When voltage sources are present, it is also advantageous to pick the reference node so that at least one of those voltage sources is attached to it. In Figure 5, the reference node, denoted by the ground symbol, is assumed to have a value of 0 V.

Figure 5 Node analysis with voltage sources

Step 2: Label the remaining n − 1 nodes with voltage variables ${{v}_{1}},{{v}_{2,\ldots .}}~{{v}_{n-1}}$ If the circuit contains m voltage sources:

• There are only (n − 1) − m independent voltage variables.

• There are m dependent voltage variables.

• For each voltage source, one of the two adjacent node voltage variables (e.g.,vj or vk) must be treated as a dependent variable.

The remaining three (4 − 1 = 3) node voltages are labeled va and vb, and vc as shown in Figure 5. Since the circuit contains one (m = 1) voltage source, there are two (4−1−1 = 2) independent variables and one dependent variable.
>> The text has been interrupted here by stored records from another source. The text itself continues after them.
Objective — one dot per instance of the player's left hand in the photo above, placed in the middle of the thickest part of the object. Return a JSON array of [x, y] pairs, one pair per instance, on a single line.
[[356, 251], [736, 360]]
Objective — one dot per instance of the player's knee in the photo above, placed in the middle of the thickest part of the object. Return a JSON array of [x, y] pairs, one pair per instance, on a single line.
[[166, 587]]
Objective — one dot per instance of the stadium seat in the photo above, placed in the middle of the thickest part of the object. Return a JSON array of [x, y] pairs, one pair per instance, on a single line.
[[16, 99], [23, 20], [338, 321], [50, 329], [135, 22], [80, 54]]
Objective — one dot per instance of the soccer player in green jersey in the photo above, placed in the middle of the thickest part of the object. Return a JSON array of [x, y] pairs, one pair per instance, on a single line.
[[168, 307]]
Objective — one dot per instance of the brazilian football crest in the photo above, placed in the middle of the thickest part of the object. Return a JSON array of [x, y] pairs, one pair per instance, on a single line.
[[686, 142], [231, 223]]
The only va is adjacent to the voltage source; thus, it is the one dependent variable.

Apply KCL at each node associated with an independent variable, using Ohm’s law to express each resistor current in terms of the adjacent node voltages. Currents entering a node are assumed to be positive while those exiting a node are assumed to be negative.

• For each voltage source Vs there will be one additional dependent equation (e.g., Vk = vj + Vs).

• When a voltage source is adjacent to the reference node, either vj or vk, will be the reference node value, which is typically assigned as 0 V, and the additional dependent equation is particularly simple.

Apply KCL at the two nodes associated with the independent variables vb and vc:

At node b:

$\begin{matrix}\frac{{{v}_{a}}-{{v}_{b}}}{{{R}_{1}}}-\frac{{{v}_{b}}-0}{{{R}_{2}}}-\frac{{{v}_{b}}-{{v}_{c}}}{{{R}_{3}}}=0 & {} & \left( 10a \right) \\\end{matrix}$

At node c:

$\begin{matrix}\frac{{{v}_{b}}-{{v}_{c}}}{{{R}_{3}}}-\frac{{{v}_{c}}}{{{R}_{4}}}+{{i}_{s}}=0 & {} & (10b) \\\end{matrix}$

The equation for the dependent variable Va is simply:

$\begin{matrix}{{v}_{a}}=0+{{v}_{s}}={{v}_{s}} & {} & (10c) \\\end{matrix}$

Step 4: Collect coefficients for each of the n − 1 variables, and solve the linear

system of n − 1 equations.

• Some of the dependent equations may have the simple form vk = vs. In this case, the total number of equations and variables is reduced by direct substitution.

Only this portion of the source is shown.